PT mantém pedidos de cassação de parlamentares em MS

Paulo Ricardo Gomes - Midiamax

O PT estadual vai manter os pedidos de cassação de mandato de parlamentares que trocaram de partido em Mato Grosso do Sul. A sigla pediu a cassação do deputado estadual Maurício Picarelli (PMDB) e de vereadores de outros 20 municípios. A avaliação do presidente do partido, Mariano Cabreira, é de que a decisão do STF (Supremo Tribunal Federal) - que garantiu aos eleitos o direito sobre o mandato - pode ser alterada no julgamento do mérito do processo.

Ontem, o Supremo negou liminar ao PSDB pedindo o mandato de deputados federais que deixaram o ninho tucano. O processo segue a tramitação até que o mérito do pedido seja julgado. Esta é a primeira decisão do STF sobre o assunto e contraria o TSE (Tribunal Superior Eleitoral), que entende que o mandato é do partido ou coligação.

“Uma liminar num caso desse é natural. Isso ainda vai ser julgado no pleno [quando todos os ministros de um tribunal analisam o processo]. Vamos continuar aguardando no STF o julgamento do mérito”, diz Cabreira.
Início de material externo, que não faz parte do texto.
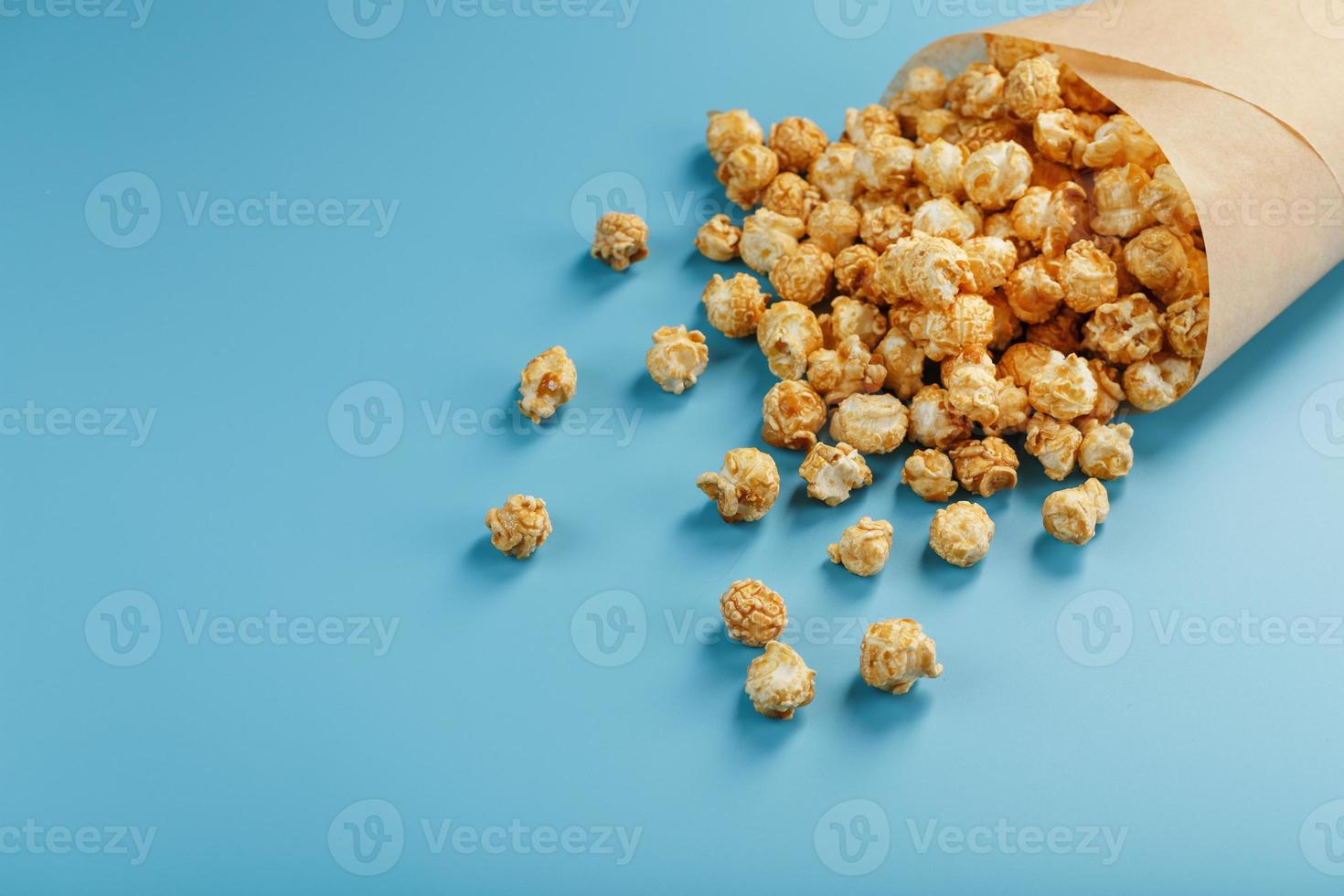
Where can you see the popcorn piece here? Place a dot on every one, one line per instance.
(832, 472)
(928, 472)
(520, 527)
(768, 237)
(548, 382)
(797, 143)
(734, 306)
(677, 357)
(872, 423)
(863, 547)
(1072, 515)
(792, 415)
(788, 335)
(620, 240)
(730, 131)
(718, 240)
(752, 614)
(961, 534)
(1106, 453)
(986, 466)
(804, 275)
(780, 683)
(745, 488)
(897, 653)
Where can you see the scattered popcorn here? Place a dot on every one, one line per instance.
(548, 382)
(752, 614)
(520, 527)
(677, 357)
(745, 488)
(897, 653)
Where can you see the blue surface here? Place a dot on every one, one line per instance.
(491, 707)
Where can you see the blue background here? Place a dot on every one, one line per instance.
(486, 707)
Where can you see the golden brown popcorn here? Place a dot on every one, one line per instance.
(768, 237)
(933, 423)
(620, 240)
(1115, 194)
(791, 197)
(718, 240)
(1160, 380)
(1187, 326)
(804, 275)
(1063, 389)
(834, 226)
(835, 172)
(872, 423)
(1125, 331)
(752, 613)
(745, 486)
(748, 172)
(928, 472)
(780, 683)
(734, 306)
(797, 143)
(986, 466)
(961, 534)
(834, 472)
(792, 415)
(520, 527)
(1089, 277)
(730, 131)
(788, 335)
(846, 369)
(1072, 515)
(677, 357)
(1054, 443)
(895, 655)
(548, 382)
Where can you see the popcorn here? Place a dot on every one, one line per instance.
(752, 614)
(780, 683)
(804, 274)
(1072, 515)
(734, 306)
(788, 335)
(897, 653)
(928, 472)
(792, 415)
(718, 240)
(520, 527)
(548, 382)
(620, 240)
(797, 143)
(730, 131)
(677, 359)
(986, 466)
(832, 472)
(748, 172)
(961, 534)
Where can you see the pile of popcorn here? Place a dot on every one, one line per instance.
(1003, 254)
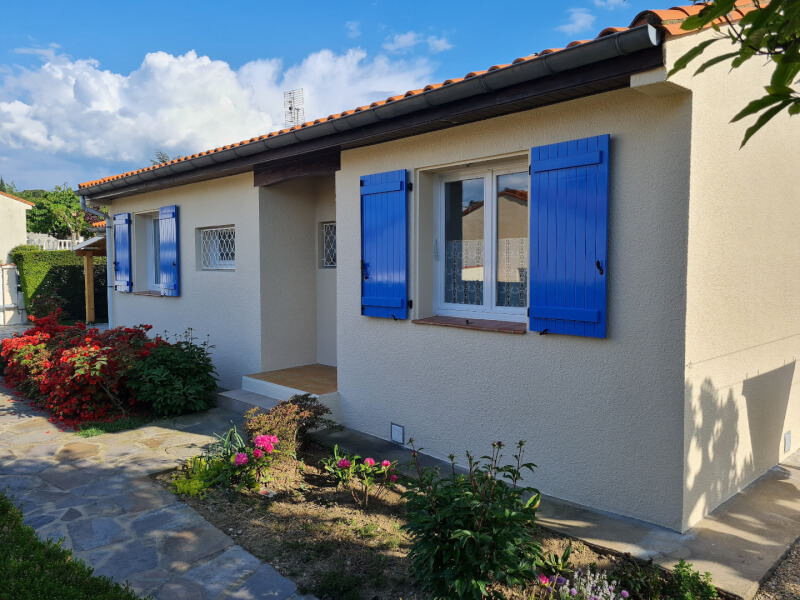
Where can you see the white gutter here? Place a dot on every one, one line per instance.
(611, 46)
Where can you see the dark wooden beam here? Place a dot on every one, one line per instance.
(592, 79)
(275, 172)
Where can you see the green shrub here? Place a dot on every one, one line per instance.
(53, 279)
(471, 531)
(175, 379)
(687, 584)
(290, 421)
(31, 569)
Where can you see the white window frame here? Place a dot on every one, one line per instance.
(153, 251)
(489, 309)
(221, 265)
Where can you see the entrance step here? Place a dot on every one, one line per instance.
(240, 401)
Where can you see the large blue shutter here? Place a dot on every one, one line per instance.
(384, 241)
(122, 252)
(569, 225)
(168, 242)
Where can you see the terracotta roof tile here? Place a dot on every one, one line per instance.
(669, 21)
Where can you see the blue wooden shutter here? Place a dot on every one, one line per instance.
(384, 241)
(569, 225)
(122, 252)
(168, 247)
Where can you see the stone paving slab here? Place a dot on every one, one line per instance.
(97, 495)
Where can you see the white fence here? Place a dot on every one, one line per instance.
(48, 242)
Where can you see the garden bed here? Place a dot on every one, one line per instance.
(313, 533)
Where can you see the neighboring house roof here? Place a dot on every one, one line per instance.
(17, 198)
(666, 21)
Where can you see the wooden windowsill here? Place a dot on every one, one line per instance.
(478, 324)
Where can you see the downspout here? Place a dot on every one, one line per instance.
(109, 261)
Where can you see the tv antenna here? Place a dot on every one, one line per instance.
(294, 114)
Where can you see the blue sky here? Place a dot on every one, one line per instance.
(89, 89)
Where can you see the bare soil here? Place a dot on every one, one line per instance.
(314, 534)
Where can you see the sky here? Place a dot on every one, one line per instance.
(94, 88)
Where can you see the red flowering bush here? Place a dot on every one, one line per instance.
(78, 374)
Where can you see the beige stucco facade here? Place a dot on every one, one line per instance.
(683, 404)
(13, 227)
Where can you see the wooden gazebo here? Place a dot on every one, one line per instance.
(95, 246)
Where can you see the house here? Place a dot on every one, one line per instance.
(13, 228)
(570, 249)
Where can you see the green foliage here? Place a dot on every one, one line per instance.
(687, 584)
(770, 31)
(290, 421)
(175, 379)
(53, 279)
(471, 531)
(553, 564)
(197, 475)
(31, 569)
(100, 427)
(57, 213)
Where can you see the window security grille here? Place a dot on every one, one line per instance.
(218, 248)
(329, 244)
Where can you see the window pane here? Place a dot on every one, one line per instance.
(512, 240)
(463, 233)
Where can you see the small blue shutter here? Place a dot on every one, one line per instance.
(384, 241)
(168, 241)
(122, 252)
(569, 231)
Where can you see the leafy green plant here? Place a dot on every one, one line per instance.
(469, 532)
(290, 420)
(643, 581)
(177, 378)
(687, 584)
(31, 569)
(771, 31)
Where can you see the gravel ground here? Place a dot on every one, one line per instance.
(784, 583)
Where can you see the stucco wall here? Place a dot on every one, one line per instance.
(603, 419)
(288, 274)
(12, 225)
(743, 286)
(325, 196)
(225, 305)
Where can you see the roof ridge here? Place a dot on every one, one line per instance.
(667, 20)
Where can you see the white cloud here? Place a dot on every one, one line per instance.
(580, 19)
(76, 111)
(438, 44)
(402, 42)
(610, 3)
(353, 29)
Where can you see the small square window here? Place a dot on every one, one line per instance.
(328, 245)
(218, 248)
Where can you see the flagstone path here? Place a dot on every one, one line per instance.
(96, 493)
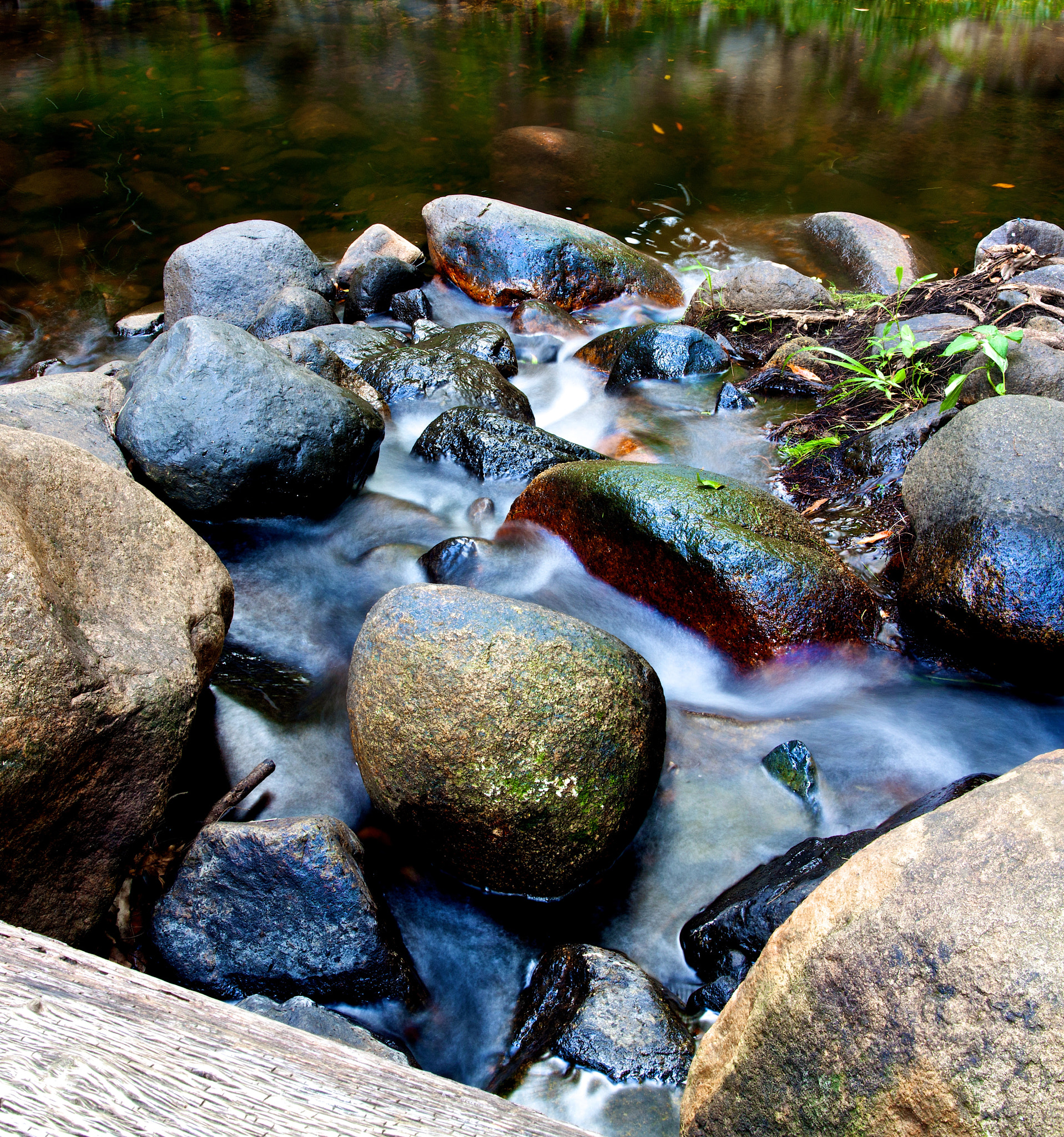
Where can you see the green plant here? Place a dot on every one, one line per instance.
(994, 344)
(801, 451)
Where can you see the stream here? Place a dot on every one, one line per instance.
(708, 127)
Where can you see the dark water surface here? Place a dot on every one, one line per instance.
(699, 132)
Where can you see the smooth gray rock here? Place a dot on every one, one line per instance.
(986, 576)
(291, 310)
(489, 445)
(1042, 235)
(282, 909)
(305, 1014)
(598, 1010)
(445, 375)
(230, 272)
(222, 425)
(79, 407)
(870, 251)
(759, 287)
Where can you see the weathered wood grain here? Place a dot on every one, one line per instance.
(95, 1050)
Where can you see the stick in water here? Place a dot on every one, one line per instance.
(240, 792)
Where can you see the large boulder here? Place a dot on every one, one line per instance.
(870, 251)
(79, 406)
(917, 990)
(231, 272)
(601, 1011)
(665, 351)
(1042, 235)
(520, 746)
(723, 939)
(503, 254)
(489, 445)
(222, 425)
(446, 376)
(760, 287)
(986, 576)
(114, 614)
(282, 909)
(728, 560)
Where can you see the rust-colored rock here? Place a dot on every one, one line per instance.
(502, 254)
(732, 562)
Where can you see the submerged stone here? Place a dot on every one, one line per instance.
(282, 909)
(445, 375)
(502, 254)
(723, 939)
(490, 445)
(734, 562)
(518, 746)
(601, 1011)
(222, 425)
(665, 351)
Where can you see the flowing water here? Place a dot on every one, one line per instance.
(699, 131)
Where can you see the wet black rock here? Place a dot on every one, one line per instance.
(1042, 235)
(731, 398)
(490, 445)
(883, 454)
(537, 348)
(791, 764)
(868, 250)
(722, 942)
(411, 306)
(282, 909)
(786, 383)
(486, 340)
(598, 1010)
(222, 425)
(291, 310)
(985, 580)
(230, 272)
(665, 351)
(448, 376)
(456, 561)
(305, 1014)
(536, 318)
(374, 282)
(78, 406)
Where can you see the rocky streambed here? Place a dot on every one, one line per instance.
(564, 693)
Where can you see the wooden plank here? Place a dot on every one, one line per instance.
(95, 1050)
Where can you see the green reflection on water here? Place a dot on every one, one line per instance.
(129, 129)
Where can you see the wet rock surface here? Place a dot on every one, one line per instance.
(231, 272)
(986, 578)
(282, 909)
(870, 251)
(665, 351)
(541, 318)
(376, 242)
(223, 425)
(910, 985)
(598, 1010)
(520, 746)
(80, 407)
(722, 940)
(114, 614)
(291, 310)
(490, 445)
(502, 254)
(443, 375)
(305, 1014)
(374, 282)
(732, 563)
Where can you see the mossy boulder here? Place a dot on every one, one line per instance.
(731, 562)
(518, 745)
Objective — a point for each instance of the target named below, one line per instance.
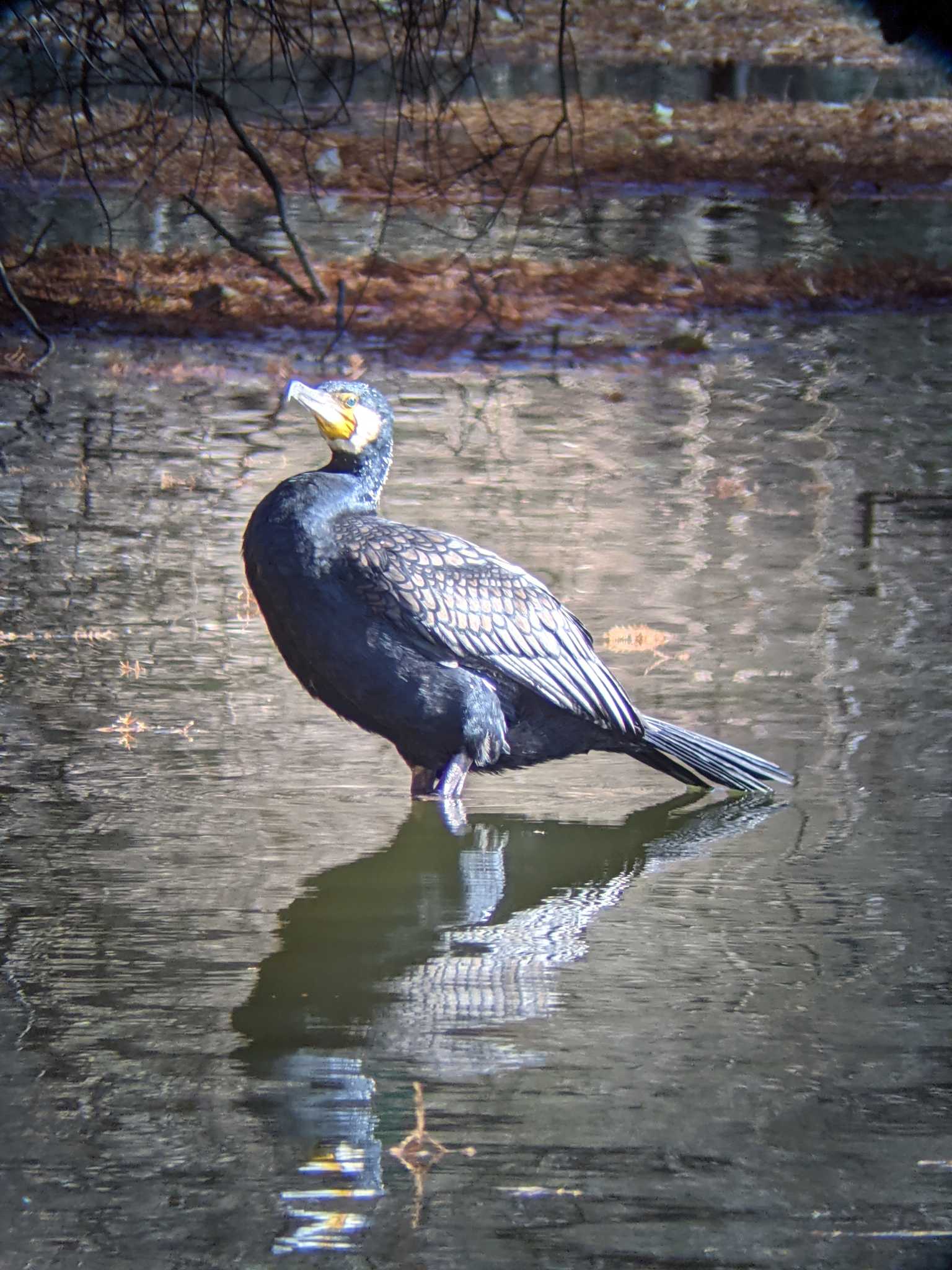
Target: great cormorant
(457, 657)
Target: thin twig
(266, 260)
(29, 318)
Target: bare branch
(266, 260)
(29, 318)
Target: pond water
(240, 969)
O PT pediu o mandato de vereadores em 20 municípios, incluindo o de Clemencio Ribeiro em Campo Grande, por que eles deixaram a sigla. Ribeiro deixou o PT e filiou-se ao PMDB. No caso do deputado Maurício Picarelli, ele pertencia ao PTB que, nas últimas eleições, coligou-se com o PT na disputa pelas vagas da Assembléia Legislativa.

Os pedidos de cassação foram feitos com base em interpretações do TSE às consultas sobre de quem seria o mandato no caso de troca partidária. Em resposta a essas consultas, o Tribunal entendeu que o cargo eletivo pertenceria ao partido e não ao eleito, dando margem para que as siglas recorressem à Justiça pedindo os mandatos.

Na Câmara de Campo grande o pedido de cassação de Ribeiro está parado. O mesmo também acontece na Assembléia Legislativa com relação a Picarelli. Ambos os presidentes dos dois parlamentos – Edil Albuquerque (PMDB-Câmara) e Jerson Domingos (PMDB-Assembléia) -, em entrevistas anteriores, afirmaram que vão esperar a decisão da Justiça sobre o assunto.